Jesus takes notice of him, no doubt, because the man had changed. He could discern that the man’s attitudes had been turned about. He knew he was sincere.
But Jesus takes notice primarily because he is gracious and full of compassion. In his desperation, this man had looked to Christ as Lord and King. It does not take a long time to trust in Christ. It takes but a moment and a look.
The man is given a great promise: ‘Assuredly, I say to you, today you will be with me in paradise’ (v. 43). One cannot help but notice that Jesus promises the man far more than he asked for!
This saying teaches us several important truths.
Firstly, it tells us that men’s souls survive physical death. Here they were, physically expiring. But Jesus says: ‘today … in paradise’.
Secondly, it tells us that only the soul trusting in Christ, united to him by faith, will experience a glorious and blessed future beyond the grave.
Thirdly, it tells us that there is a heaven to gain. Jesus speaks of ‘paradise’, by which we take it that he is referring to the intermediate state of bliss for the souls of believers after death. It is indeed a heavenly state.
And the leading feature, joy, and glory of that state must lie in this — that the believing departed are ‘with the Lord’.
Finally, it tells us that any notion of ‘purgatory’ is specious. This is something also explicit in the parable of the rich man and Lazarus (Luke 16:19-31). No ‘limbo’ is envisaged. Notwithstanding his inability to perform any practical ‘good works’, this man would be with the Lord in glory that very day.
The thief on the cross experienced a spiritual change as he hung there, his life ebbing away. He died in hope. He received the divine promise.
And no more wonderful promise could be heard by any in this life. It was emphatic: ‘assuredly’. It was immediate: ‘today’. It indicated a destination: ‘paradise’. It promised a presence: ‘with me’.
With all but his last breath, the penitent soul turned to Christ and asked him what he could not possibly ask any other. In these moments, what could parents or friends do for him? What could an emperor do for him? What could a priest do for him? Nothing.
Only this Saviour, hanging with them that day on a hill in Palestine, can do anything for his soul, or anyone’s soul.
People often hope for such a change in their last moments. However, as Augustine put it, the example of the penitent thief is given us that we might not despair, but that of the impenitent thief is given us that we might not presume.
An opportunity to grasp
The penitent thief grasped the opportunity he had that day of receiving Christ and trusting in him for eternity. But it is folly to put off trusting in him. What shall we say of the other thief?
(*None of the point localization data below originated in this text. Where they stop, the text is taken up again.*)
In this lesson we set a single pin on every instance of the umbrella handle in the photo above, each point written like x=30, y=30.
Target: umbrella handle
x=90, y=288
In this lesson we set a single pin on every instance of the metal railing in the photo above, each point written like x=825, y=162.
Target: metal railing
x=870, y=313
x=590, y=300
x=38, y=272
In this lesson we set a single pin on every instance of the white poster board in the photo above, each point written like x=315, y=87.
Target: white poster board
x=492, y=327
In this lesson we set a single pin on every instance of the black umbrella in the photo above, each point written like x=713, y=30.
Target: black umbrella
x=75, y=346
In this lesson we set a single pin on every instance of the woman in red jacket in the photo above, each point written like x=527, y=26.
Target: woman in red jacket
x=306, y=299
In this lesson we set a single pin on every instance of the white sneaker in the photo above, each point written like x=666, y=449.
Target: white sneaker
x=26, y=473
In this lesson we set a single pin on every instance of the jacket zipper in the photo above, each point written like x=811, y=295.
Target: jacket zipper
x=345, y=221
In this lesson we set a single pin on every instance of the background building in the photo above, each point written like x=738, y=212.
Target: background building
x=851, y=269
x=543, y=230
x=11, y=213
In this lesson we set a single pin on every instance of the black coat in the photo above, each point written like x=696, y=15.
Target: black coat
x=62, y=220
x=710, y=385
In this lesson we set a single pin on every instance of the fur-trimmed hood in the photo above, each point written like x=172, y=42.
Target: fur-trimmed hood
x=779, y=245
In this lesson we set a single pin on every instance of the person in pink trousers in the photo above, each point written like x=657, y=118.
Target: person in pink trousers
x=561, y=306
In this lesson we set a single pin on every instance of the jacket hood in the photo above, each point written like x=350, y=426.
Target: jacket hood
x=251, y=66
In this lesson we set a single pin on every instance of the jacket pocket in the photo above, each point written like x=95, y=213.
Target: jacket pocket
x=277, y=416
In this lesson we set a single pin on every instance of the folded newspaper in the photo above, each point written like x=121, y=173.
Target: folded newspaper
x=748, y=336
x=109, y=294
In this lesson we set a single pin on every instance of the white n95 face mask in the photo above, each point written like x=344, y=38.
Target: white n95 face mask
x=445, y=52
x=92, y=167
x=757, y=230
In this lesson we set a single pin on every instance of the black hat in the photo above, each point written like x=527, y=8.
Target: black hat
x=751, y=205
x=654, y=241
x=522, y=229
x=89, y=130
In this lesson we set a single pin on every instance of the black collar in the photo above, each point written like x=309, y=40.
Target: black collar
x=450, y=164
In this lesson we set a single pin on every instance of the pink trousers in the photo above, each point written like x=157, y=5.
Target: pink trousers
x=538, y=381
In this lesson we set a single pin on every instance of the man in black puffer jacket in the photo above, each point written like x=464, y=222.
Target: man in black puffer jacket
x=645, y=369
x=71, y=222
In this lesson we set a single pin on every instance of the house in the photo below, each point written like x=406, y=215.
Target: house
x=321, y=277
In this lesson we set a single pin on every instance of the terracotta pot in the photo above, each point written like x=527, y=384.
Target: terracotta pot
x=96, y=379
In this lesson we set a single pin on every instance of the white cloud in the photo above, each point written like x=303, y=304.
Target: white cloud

W. M. Taylor wrote tellingly: ‘there are no more melancholy words in the language than these: Too late! I have known them uttered by a skilful surgeon, when he was summoned to the bedside of a dying man, and I have marked the sadness to which they have given birth.
‘Too late! I have heard them uttered by an anxious crowd, as they stood gazing on a burning building and sadly saw the failure of those who sought to save the inmates from destruction.
‘Too late! I have known them uttered by the noble crew of a life-boat, when, as they put out to the sinking ship, they beheld her go down before their eyes, and “the frightened souls within her”.
‘But, oh! none of these circumstances are half so heart-rending as those in which the sinner who has despised his day must find himself when the terrible discovery is made that he is too late to enter heaven.’